A diagnosis of a two-vessel umbilical cord, known medically as a Single Umbilical Artery (SUA), is understandably concerning for expectant parents. The most reassuring fact is that the vast majority of babies survive and thrive despite this finding. For many, the single artery is an isolated anatomical variation that does not impact the baby’s health or long-term development. This anomaly is defined by the cord containing only one artery and one vein, instead of the typical two arteries and one vein. However, the presence of SUA prompts healthcare providers to perform a detailed evaluation of the fetus.
Understanding the Single Umbilical Artery
The umbilical cord is the lifeline connecting the fetus to the placenta, normally composed of three vessels: two small arteries and one larger vein. The vein carries oxygen-rich blood and nutrients to the baby, while the two arteries transport deoxygenated blood and waste products back to the placenta. SUA occurs when one of these two arteries is absent, resulting in a two-vessel cord.
This finding is the most common abnormality of the umbilical cord, occurring in approximately 0.5% to 1% of all singleton pregnancies. The precise cause of why one artery fails to develop or atrophies during the early stages of pregnancy is largely unknown. It is important for parents to understand that this anomaly is typically not linked to any specific actions or lack of action on their part.
Diagnosis is most often made during the mid-pregnancy anatomy ultrasound scan, usually between 18 and 22 weeks of gestation. The sonographer can visualize the vessels in a cross-section of the cord or by using color Doppler imaging. While the finding itself does not cause direct harm, its detection serves as a marker that prompts a comprehensive medical assessment.
Potential Associated Health Concerns
While many babies with SUA are perfectly healthy, the primary concern is that it can sometimes be a sign of other congenital anomalies. Approximately 65% to 80% of SUA cases are considered “isolated,” meaning no other structural or chromosomal issues are found during prenatal evaluation. In isolated cases, the prognosis is generally positive and similar to pregnancies with a normal three-vessel cord.
The remaining cases are classified as “non-isolated SUA” because they are accompanied by other findings, which significantly influence management and outcome. The most common associated anomalies involve the renal and cardiovascular systems.
Genitourinary malformations, such as kidney agenesis or hydronephrosis, occur in about 7% to 9% of infants with isolated SUA, with higher rates seen in non-isolated cases. Cardiovascular issues, including various congenital heart defects, are also frequently associated with non-isolated SUA, sometimes occurring 7 to 8 times more often than in the general population.
A non-isolated SUA also increases the likelihood of chromosomal abnormalities, with Trisomy 18 and Trisomy 13 being the most common. These co-existing conditions, not the single artery itself, necessitate increased monitoring and are responsible for the reported increase in perinatal mortality associated with SUA.
Prenatal Monitoring and Clinical Management
Once SUA is identified, clinical management focuses on ruling out associated anomalies and ensuring appropriate fetal growth. The first step involves a comprehensive, detailed ultrasound, often performed by a maternal-fetal medicine specialist, to thoroughly examine the baby’s anatomy. This scan pays particular attention to the kidneys, heart, and central nervous system, as these are the most common sites for co-existing issues.
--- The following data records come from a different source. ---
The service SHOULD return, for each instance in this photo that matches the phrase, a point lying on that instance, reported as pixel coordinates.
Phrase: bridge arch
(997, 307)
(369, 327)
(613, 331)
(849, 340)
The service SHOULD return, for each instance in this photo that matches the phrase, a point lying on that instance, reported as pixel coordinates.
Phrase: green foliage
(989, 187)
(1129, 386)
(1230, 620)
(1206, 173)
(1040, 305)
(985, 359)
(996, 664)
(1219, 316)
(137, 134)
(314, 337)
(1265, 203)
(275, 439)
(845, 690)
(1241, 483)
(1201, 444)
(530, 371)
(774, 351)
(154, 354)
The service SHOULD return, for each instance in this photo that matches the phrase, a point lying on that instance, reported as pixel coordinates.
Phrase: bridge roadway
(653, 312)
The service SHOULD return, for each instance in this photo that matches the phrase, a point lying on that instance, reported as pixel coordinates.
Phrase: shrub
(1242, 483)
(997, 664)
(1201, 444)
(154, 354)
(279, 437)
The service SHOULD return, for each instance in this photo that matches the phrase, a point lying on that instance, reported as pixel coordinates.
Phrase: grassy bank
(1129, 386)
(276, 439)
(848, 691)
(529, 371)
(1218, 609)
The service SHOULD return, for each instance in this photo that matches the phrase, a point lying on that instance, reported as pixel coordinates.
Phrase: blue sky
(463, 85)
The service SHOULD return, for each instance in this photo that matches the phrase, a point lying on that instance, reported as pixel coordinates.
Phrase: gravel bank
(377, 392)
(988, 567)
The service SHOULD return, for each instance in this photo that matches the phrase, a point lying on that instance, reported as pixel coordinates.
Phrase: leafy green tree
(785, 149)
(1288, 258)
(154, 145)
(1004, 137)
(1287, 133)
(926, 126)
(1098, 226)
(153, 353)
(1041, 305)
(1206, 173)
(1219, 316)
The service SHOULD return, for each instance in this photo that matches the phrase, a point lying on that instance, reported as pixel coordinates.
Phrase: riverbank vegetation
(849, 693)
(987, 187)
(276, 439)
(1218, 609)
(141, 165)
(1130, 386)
A fetal echocardiogram, a specialized ultrasound of the heart, is often recommended to meticulously assess the heart’s structure and function. If any additional structural anomalies are detected, genetic testing such as amniocentesis or chromosomal microarray may be offered to check for aneuploidy.
Increased monitoring for fetal growth is a standard component of management, even for isolated SUA, due to a slightly elevated risk of Fetal Growth Restriction (FGR). Serial growth ultrasounds are typically started in the late second or early third trimester, often around 28 to 32 weeks, and repeated frequently. These scans measure the baby’s size and use Doppler flow studies to evaluate blood flow efficiency in the umbilical and cerebral arteries. Monitoring helps identify growth concerns early, allowing for timely intervention.
Delivery and Long-Term Outlook
The diagnosis of an isolated SUA generally does not change the planned mode of delivery. A vaginal birth remains a safe option; a cesarean section is typically only necessary if other obstetric complications, such as severe Fetal Growth Restriction, arise. The delivery team will examine the umbilical cord after birth to confirm the presence of only two vessels.
After birth, the baby undergoes a thorough physical examination by a pediatrician. Further testing may be performed based on prenatal findings. Because of the association with genitourinary issues, a postnatal renal ultrasound is often recommended to confirm the presence and structure of both kidneys, especially if prenatal images were inconclusive.
The long-term prognosis for children born with an isolated SUA is excellent. Studies comparing children with an isolated SUA to those with a normal cord have found no significant differences in physical growth or neurodevelopmental outcomes up to seven years of age. For the majority of babies, the two-vessel cord proves to be a benign anatomical variation that necessitates careful prenatal screening.